La diffusion mondiale de l'histoire de Georges Jorgensen, le GI devenu Christine, grâce à Harry Hamburger et l'équipe danoise de Christian Hamburger, et qui fut élu "femme de l'année" en 1953, va alimenter en retour la réflexion sociologique sur l'identité sexuelle et la relativité des catégories du genre avec des situations vécues de plus en plus nombreuses. (…) Ce problème est d'ailleurs évident : les transsexuels qui se disent "satisfaits" des conséquences des opérations chirurgicales sont évalués sur des critères les plus objectifs possibles (adaptation sociale mesurée par l'emploi, la stabilité, etc.). On n'en envisage pas d'autres, et surtout pas l'évaluation interpersonnelle et subjective que les psychanalystes réclament. On ne considère pas, en particulier, le fait que la prise en charge psychothérapeutique est un succès quand elle prévient ou retient le transsexuel de se faire opérer. L'échec à le guérir de son malaise psychique est imputé au psychanalyste, tandis que la solution mutilante irréversible, parce qu'elle fait disparaître les motifs allégués par le patient de son malaise est versé au crédit de la technique chirurgicale (15). Mais est-ce le bon problème ? Que la société trouve son compte dans les résultats des opérations, cela vaut-il solution d'un problème psychiatrique, argumentent les adversaires de ces procédés ?

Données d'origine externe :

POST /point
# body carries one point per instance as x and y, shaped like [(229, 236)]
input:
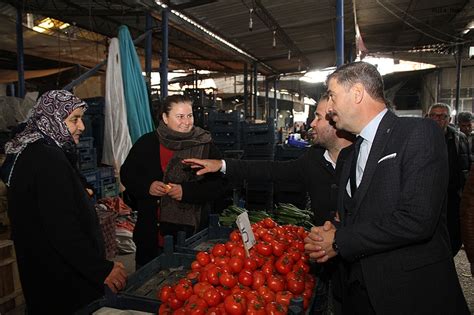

Georges Jorgensen, le GI devenu Christine… Mal aux dents ? Le GI en question grattait du papier dans les casernes… Christine Jorgensen a été victime de sa soudaine reconnaissance orchestrée par les medias sensationnalistes. Elle fut surtout un modèle de tempérence et de discrétion dans sa vie, chose qui manque tant à ce sujet.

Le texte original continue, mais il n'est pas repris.